TetR-regulated promoter library data were used in conjunction with in silico modeling to construct negative feedforward loop (NFL) gene networks with different predicted input-output functions. (A) Schematic of the network, where P_{TEF1 =} TEF1 promoter, P_LibT = TetR-regulated promoter library, and P_OR-LT = LacI-TetR dual-regulated promoter. (B) In silico modeling of the network from component properties predicts yEGFP expression (output) in response to varied concentrations of ATc and IPTG (inputs) when three different TetR-regulated promoters are used. (C) The three networks were assembled in S. cerevisiae, and median yEGFP expression was measured by flow cytometry after 22 hours growth of cells in media supplemented with 2% galactose plus varying concentrations of ATc and IPTG. Error bars show the standard deviation of the gated cell population.

Figure 3. Predictable genetic timer networks constructed from two promoter libraries

TetR- and LacI-regulated promoter libraries were used to construct a mutually-repressive gene network that acts as a predictable timer. (A) Schematic of the timer network; P_{LibL =} LacI-regulated promoter library, P_LX = LacI-regulated control promoter, and P_LibT = TetR-regulated promoter library. (B) In silico model of the network fitted to TX-LX experimental data (Supplementary Fig. 4) shows yEGFP expression changing over time after ATc induction is removed at time 0. Yeast cells with the TX-LX network genomically-integrated were grown for 36 hours with 250 ng/ml ATc to induce the network, washed three times and monitored starting from time 0 until the expression state reset to a maximum. Normalized yEGFP output (red circles), which was calculated from flow cytometry measurements taken every 12 hours, matches the model output (green lines) well. Both upper and lower bound of model fittings are plotted (details in Supplementary Information). (C,D,E,F) Median yEGFP expression (red circles) was measured by flow cytometry every 12 hours for four different promoter combinations (T18-LX, T4-LX, T7-L18 and TX-L14). Cultures were induced and treated the same as in (B). Blue lines are model predictions based on parameters inferred from (B). Lower and upper bounds use the parameters corresponding to lower and upper bounds in (B). (G) The relationship between the reset time and the ratio for all of its values is plotted. Lower and upper bounds use the parameters corresponding to lower and upper bounds in (B). The reset time can be approximated as T = C₁ + C₂/√(|r-C₃|), where T = reset time, C₁ = basal reset time, C₂ = scale factor and C₃ = bifurcation ratio (details in Supplementary Information).

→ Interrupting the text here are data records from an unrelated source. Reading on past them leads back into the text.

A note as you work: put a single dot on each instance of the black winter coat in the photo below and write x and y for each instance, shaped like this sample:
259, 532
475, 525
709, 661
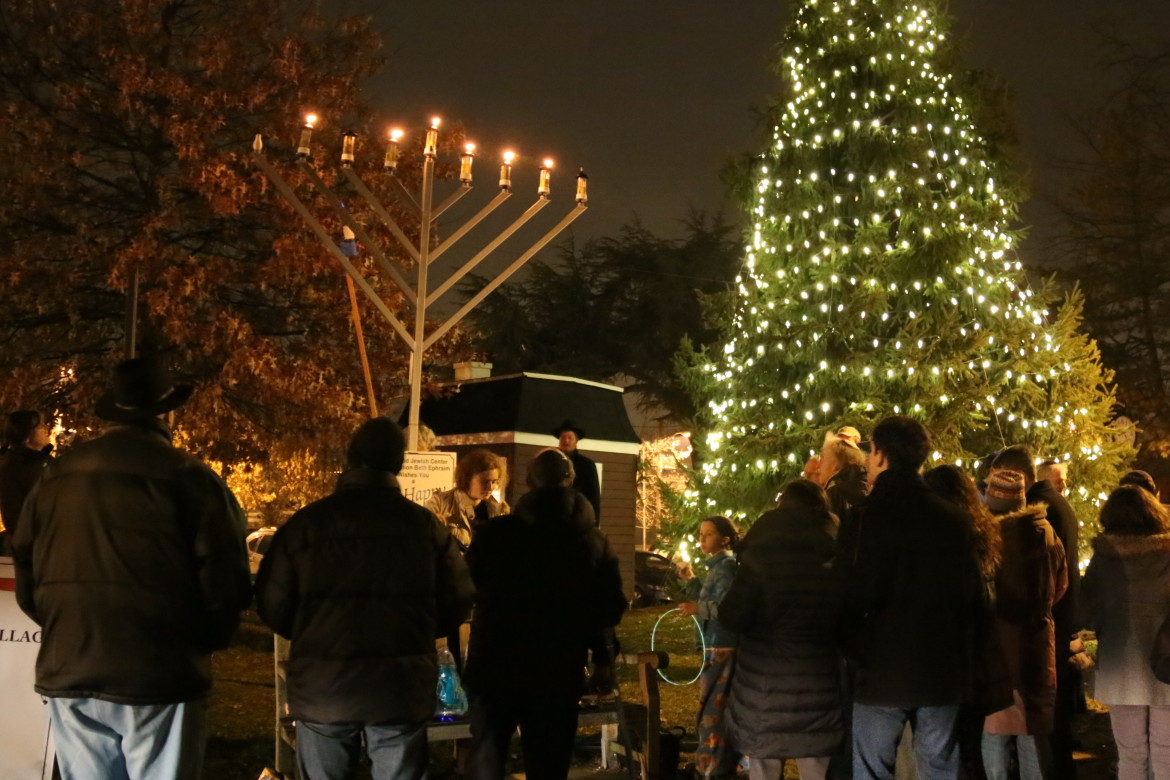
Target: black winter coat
130, 554
548, 585
785, 602
363, 582
586, 482
914, 596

Figure 4. Controlling the timing of yeast sedimentation using a predictable gene network

The synthetic networks tested in Figure 3B,E,F were used to control the timing of yeast sedimentation caused by flocculation. (A) Schematic of flocculation gene networks. Flocculation is regulated by replacing yEGFP and P_LX in the gene network shown in Figure 3A with FLO1 under the control of the L7 promoter (P_L7). (B) Rescaled yEGFP data from Figure 3B,E,F were used to project temporal FLO1 expression levels and predict the timing of cell sedimentation due to flocculation (details in Supplementary Information). (C) The timing of sedimentation from the three synthetic networks. Cultures induced by growth with 250 ng/ml ATc for 36 hours were washed twice and grown at high OD₆₀₀ with shaking and diluted into fresh media every 12 hours, until sedimentation cleared the suspension. Images shown here are 1ml cultures at 12 hour intervals, 10 minutes after brief vortexing. Controls: - = growth in 10 mM IPTG, + = growth in 250 ng/ml ATc.